Derrick l’ayant salué, son regard tomba machinalement sur la taille du chef. Il portait une ceinture de cuir divisée en plusieurs compartiments, chacun contenant un flacon métallique différent.
C’était parfaitement représentatif d’un Chasseur de Démons puissant et expérimenté.
Derrick avait entendu ses parents dire que les Chasseurs de Démons étaient doués pour découvrir les faiblesses de différents monstres contre lesquels ils étaient en mesure d’utiliser un état de Méditation spécial, et de déterminer l’usage de divers matériaux à partir desquels ils pouvaient concocter des remèdes magiques, des onguents sacrés, des huiles essentielles et des empreintes spécifiques. En consommant, enduisant et en utilisant ces objets, ils pouvaient générer un effet d’immobilisation de la cible.
En un sens, les Chasseurs de Démons expérimentés, compétents, bien préparés et réactifs étaient les ennemis de la plupart des monstres.
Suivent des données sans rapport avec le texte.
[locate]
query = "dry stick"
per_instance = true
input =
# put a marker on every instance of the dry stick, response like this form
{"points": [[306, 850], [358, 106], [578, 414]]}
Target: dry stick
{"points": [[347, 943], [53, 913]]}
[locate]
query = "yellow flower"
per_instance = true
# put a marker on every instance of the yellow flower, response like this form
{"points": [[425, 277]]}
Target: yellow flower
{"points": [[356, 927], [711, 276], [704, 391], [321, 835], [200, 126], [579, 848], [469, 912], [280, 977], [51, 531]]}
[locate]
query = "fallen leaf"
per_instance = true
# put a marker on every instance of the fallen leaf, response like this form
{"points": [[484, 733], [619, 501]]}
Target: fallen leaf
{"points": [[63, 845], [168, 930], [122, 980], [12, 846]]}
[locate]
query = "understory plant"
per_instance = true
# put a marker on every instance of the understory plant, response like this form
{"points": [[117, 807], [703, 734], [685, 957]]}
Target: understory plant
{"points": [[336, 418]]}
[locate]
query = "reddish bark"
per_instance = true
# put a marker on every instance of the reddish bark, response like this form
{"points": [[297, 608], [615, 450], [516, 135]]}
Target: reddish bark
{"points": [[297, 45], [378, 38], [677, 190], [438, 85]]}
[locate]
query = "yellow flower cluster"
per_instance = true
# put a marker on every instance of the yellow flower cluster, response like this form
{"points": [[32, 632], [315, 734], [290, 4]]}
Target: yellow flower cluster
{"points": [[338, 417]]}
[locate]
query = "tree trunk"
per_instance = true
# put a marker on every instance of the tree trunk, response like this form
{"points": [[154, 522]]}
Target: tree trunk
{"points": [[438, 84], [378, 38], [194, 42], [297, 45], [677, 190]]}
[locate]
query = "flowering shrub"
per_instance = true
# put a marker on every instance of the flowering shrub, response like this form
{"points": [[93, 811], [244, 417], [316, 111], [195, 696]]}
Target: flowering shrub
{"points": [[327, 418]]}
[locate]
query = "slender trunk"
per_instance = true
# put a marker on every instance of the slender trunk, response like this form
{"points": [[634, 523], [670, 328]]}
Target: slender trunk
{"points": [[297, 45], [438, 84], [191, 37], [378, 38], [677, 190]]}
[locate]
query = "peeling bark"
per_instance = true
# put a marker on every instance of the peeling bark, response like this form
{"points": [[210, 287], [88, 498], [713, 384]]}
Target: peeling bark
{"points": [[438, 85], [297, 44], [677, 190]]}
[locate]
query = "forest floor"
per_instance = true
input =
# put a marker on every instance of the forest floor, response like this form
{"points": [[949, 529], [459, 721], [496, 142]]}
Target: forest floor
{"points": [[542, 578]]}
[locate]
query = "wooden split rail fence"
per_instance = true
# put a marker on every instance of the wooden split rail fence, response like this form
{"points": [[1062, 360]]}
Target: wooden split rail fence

La quantité et la variété des petits flacons métalliques qu’ils portaient à la taille étaient représentatives de leur “expérience”.
Ce n’était, bien sûr, qu’une partie des pouvoirs Transcendants des Chasseurs de Démons, pouvoirs qui, à eux seuls, ne leur suffisaient pas pour être qualifiés de demi-dieux ou de Saints.
Collin regarda autour de lui et lorsqu’il eut la certitude que tous les membres de l’équipe étaient présents, dit à voix basse :
– « Allumez. Allons-y. »
Deux membres de l’équipe allumèrent aussitôt les bougies de leurs lanternes et une faible lumière jaune filtra à travers le cuir extrêmement fin.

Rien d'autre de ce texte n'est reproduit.